New benchmark aims to measure product readiness in SA businesses
Specno says many scaling companies still lack visibility into whether the systems underneath their digital growth are operationally prepared for long-term scale
South African businesses have become highly effective at digitising quickly. What remains far less clear is whether the systems underneath that growth are actually built to sustain it.
That is the premise behind a new initiative launched this month by Specno, which has introduced what it describes as South Africa’s first structured digital product readiness benchmark aimed at measuring the operational maturity of scaling digital businesses.
The initiative forms part of the company’s newly launched “Fix My Product Month” campaign, through which participating businesses complete structured product assessments designed to identify hidden weaknesses across product operations, delivery systems, governance structures, and commercial execution.
The campaign comes at a time when businesses across sectors, including fintech, SaaS, logistics, marketplaces, and digital services, are facing increasing pressure to scale platforms, integrate technologies, accelerate delivery cycles, and improve customer experience, often simultaneously.
According to Specno, many organisations have become sophisticated at measuring outputs such as growth, platform usage, sprint velocity, customer acquisition, and revenue, while still lacking clear visibility into whether their broader digital operating environments are structurally resilient enough to support that growth over time.
“The market has become very good at measuring output,” says Joshua Harvey, CEO at Specno. “What many businesses still struggle to measure is whether the systems underneath that output are mature enough to sustain growth safely and effectively over time.”
The company says the idea for the assessment emerged after repeated exposure to similar operational patterns inside scaling businesses.
“We kept seeing businesses that were growing quickly externally, but internally there were ecurring signs of operational strain, fragmented delivery environments, unclear product accountability, or decision-making systems struggling to keep pace with scale,” says Harvey. “What became clear to us was that there was no real benchmark for measuring the operational maturity sitting underneath digital products in the South African market.”
Specno refers to the assessment as a “digital product dipstick”, a structured benchmarking tool designed to help businesses evaluate whether the environments surrounding their products are commercially aligned, operationally resilient, and capable of scaling sustainably.
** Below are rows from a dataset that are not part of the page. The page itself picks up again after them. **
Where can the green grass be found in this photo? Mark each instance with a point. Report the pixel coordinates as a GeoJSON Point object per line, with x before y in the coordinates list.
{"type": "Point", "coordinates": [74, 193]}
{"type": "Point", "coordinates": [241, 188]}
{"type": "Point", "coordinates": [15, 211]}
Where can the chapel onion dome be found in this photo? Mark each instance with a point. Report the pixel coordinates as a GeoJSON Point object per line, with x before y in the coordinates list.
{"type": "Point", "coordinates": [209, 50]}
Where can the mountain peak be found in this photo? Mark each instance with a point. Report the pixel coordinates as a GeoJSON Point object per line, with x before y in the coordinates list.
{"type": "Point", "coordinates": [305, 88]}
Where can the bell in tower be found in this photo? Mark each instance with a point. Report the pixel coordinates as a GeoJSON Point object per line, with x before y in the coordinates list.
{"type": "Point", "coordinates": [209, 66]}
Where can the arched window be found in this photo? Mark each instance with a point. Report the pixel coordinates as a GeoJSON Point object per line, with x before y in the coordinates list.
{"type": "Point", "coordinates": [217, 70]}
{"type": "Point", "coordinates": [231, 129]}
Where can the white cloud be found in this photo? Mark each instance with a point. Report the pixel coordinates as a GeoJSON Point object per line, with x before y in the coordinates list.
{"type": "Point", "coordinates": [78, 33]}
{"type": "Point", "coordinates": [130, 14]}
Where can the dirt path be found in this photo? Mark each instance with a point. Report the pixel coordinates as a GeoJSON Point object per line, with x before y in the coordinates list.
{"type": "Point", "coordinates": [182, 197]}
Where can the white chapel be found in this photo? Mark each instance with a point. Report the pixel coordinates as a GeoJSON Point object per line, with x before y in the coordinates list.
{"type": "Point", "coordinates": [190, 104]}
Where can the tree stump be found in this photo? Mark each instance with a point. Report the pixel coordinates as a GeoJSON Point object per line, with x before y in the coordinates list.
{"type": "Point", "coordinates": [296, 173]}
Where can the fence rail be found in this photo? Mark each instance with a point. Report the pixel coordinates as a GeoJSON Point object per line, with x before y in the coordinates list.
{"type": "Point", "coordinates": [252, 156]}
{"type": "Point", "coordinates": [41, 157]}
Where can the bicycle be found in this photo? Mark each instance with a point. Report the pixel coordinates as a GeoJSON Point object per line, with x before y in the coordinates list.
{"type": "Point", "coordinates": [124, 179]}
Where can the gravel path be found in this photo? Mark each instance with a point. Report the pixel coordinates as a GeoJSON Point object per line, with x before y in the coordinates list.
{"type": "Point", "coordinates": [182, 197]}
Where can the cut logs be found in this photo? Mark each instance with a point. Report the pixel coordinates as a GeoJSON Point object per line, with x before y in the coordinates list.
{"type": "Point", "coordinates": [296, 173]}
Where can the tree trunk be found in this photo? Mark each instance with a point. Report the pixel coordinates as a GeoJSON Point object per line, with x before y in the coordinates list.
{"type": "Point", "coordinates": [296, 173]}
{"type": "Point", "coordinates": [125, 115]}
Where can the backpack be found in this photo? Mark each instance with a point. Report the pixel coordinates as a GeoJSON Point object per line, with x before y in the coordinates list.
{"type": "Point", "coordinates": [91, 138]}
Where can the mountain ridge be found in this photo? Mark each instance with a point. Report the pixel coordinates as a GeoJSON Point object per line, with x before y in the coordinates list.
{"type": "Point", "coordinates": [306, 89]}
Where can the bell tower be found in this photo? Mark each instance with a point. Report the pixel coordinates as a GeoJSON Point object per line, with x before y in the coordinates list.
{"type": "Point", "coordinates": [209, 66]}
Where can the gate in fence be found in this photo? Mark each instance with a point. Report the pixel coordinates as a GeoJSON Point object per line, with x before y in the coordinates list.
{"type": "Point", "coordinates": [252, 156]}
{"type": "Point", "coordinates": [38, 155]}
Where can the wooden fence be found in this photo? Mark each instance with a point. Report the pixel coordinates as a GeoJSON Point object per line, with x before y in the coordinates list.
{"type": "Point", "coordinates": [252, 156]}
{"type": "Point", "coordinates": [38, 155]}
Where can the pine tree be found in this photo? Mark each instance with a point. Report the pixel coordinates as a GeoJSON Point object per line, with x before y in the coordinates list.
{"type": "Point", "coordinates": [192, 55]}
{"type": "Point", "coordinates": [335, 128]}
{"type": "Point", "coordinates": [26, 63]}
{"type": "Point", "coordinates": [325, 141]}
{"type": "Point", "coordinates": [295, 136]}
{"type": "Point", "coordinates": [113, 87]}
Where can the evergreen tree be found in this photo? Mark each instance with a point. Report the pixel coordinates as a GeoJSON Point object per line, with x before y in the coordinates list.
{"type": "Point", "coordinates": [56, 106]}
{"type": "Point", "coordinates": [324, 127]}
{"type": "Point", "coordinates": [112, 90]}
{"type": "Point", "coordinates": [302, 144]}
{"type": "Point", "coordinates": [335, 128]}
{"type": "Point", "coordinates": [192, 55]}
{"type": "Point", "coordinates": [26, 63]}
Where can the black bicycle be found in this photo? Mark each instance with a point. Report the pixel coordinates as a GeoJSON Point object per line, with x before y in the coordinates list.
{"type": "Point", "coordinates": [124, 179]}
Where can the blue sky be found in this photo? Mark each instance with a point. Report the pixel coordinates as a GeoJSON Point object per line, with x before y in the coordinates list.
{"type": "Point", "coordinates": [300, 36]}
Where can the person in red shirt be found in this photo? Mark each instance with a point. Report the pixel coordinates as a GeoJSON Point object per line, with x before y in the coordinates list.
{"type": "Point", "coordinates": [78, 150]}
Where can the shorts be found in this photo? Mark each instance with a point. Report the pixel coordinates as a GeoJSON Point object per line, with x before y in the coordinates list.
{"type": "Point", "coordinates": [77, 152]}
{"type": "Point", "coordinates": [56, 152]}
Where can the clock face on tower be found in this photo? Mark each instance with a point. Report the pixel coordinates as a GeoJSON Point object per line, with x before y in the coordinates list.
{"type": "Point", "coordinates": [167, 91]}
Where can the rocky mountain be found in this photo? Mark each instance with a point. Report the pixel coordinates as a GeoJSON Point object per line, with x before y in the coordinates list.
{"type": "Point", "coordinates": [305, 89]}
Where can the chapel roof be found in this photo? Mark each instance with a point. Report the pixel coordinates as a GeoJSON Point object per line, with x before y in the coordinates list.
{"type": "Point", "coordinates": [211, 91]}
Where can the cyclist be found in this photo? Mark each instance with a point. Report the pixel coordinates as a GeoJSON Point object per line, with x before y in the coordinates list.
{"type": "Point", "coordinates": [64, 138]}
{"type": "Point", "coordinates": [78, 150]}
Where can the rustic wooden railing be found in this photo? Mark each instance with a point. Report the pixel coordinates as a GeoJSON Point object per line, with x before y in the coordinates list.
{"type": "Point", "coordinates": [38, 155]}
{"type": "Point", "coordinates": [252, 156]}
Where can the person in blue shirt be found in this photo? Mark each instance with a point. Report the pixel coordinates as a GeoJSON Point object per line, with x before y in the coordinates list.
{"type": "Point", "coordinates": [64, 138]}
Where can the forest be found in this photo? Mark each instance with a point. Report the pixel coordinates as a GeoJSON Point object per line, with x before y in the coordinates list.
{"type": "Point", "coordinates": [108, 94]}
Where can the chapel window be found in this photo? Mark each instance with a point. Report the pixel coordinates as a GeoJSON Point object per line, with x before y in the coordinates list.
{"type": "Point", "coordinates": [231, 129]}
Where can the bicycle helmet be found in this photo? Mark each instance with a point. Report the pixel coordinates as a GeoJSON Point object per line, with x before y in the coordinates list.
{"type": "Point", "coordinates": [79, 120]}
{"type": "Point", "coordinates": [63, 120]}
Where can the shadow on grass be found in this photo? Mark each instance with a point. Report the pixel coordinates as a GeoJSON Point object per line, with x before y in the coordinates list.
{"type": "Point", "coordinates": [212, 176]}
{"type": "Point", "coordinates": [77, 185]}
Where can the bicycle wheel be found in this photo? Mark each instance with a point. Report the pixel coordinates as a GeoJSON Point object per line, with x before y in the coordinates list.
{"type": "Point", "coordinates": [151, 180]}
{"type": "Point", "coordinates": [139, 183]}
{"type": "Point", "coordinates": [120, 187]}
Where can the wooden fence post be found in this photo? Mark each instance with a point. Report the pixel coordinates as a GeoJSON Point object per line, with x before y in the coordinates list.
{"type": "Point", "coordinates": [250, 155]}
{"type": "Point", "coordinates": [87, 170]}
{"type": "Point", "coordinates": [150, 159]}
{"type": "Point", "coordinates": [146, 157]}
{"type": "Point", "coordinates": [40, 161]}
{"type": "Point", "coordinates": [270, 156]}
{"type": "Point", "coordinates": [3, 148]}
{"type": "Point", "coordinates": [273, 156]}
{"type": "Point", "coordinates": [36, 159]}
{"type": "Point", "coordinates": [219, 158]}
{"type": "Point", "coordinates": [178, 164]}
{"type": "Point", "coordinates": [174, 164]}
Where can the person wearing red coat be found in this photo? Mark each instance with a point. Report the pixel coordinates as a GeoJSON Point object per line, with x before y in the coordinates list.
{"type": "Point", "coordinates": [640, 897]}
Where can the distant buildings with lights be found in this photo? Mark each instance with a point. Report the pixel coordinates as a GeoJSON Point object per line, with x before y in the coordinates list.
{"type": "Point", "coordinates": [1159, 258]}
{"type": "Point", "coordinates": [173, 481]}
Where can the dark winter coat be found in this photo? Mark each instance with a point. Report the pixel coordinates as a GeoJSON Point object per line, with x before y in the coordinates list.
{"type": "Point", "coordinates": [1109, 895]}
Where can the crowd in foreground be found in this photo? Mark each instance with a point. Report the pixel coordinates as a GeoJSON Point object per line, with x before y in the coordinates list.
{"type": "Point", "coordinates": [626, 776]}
The process begins with a detailed assessment completed by participating businesses before being reviewed by Specno’s product specialists, who then identify recurring operational weaknesses, delivery bottlenecks, product governance gaps, and broader growth risks.
Rather than focusing purely on technical performance, the initiative attempts to examine the wider organisational systems that influence whether digital products succeed or fail at scale.
“We developed the assessment because we realised there was no structured way for businesses to properly evaluate the maturity of their product environments,” says Harvey. “There are many tools that measure isolated technical outputs, but very few that assess whether the wider operational environment supporting a product is actually capable of sustaining long-term growth.”
The findings gathered throughout the “Fix My Product Month” campaign will contribute to The South African Digital Product Readiness Report, which Specno plans to release publicly in June 2026.
The report is expected to examine broader patterns emerging across South Africa’s scaling digital economy, including operational fragmentation, delivery pressure, product governance weaknesses, execution bottlenecks, and resilience gaps inside growing technology-driven businesses.
According to Specno, part of the motivation behind publicly releasing the findings is to contribute broader industry visibility into how South African digital businesses are actually operating behind the scenes.
“One of the things we realised very quickly is that there is still very little shared industry insight into what operational pressure inside scaling digital businesses actually looks like,” closes Harvey. “We believe there is real value in consolidating that information in a way that helps businesses better understand the patterns, capability gaps, and operational risks emerging across the market.” The South African Digital Product Readiness Report will be released publicly in June 2026 and made available to businesses, investors, founders, and industry stakeholders.